Symptoms might start to come into effect within 15 minutes, depending on what a person has been spiked with. These symptoms can then last for several hours.
What are the symptoms and how can you tell if someone has been spiked?
So-called ‘date rape drugs’ are particularly known for making people feel physically weak, ‘out-of-control’ or confused, or pass out. However, all alcohol and drugs can have this effect, depending on the factors listed above.
Other symptoms of spiking include:
- Feeling or being sick.
- Feeling ‘strange’ or drunker than expected.
- Feeling sleepy.
- Blurred or slowed vision, or trouble seeing properly.
- Loss of balance or coordination.
- Having trouble communicating.
- Having hallucinations.
- Acting strangely or out of character.
❗ If their symptoms seem serious and you think they need urgent medical attention, call 999 to speak to emergency services.
Other things you can do to help include:
- Try not to let them drink alcohol or take drugs.
- Try not to let them go home with someone you don’t know or trust.
- If you don’t know them or don’t know them well, try finding their friends or the people they were with.
- If you’re at a pub, bar, club or any other venue, tell staff who work there.
Under this definition, someone does not consent to being given alcohol or drugs, or to taking them, if:
- They don’t know it’s being put into their drink or their body by some other means.
- They are pressured, manipulated, tricked or scared into it.
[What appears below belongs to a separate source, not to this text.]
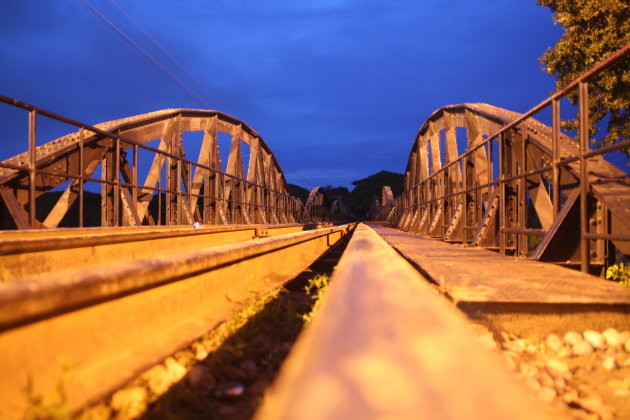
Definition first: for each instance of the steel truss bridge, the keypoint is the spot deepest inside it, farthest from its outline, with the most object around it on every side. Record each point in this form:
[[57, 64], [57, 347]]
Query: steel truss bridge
[[177, 252]]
It is not consent if someone:
❌ Consented to taking one type of drug or alcohol but was instead given another.
❌ Consented to a certain quantity of a drug/s or alcohol but was instead given more.
Under this definition, someone cannot consent to sexual activity of any kind if they have been spiked.
That's because spiking someone with alcohol or drugs takes away their freedom and capacity to make a choice about agreeing to sexual activity.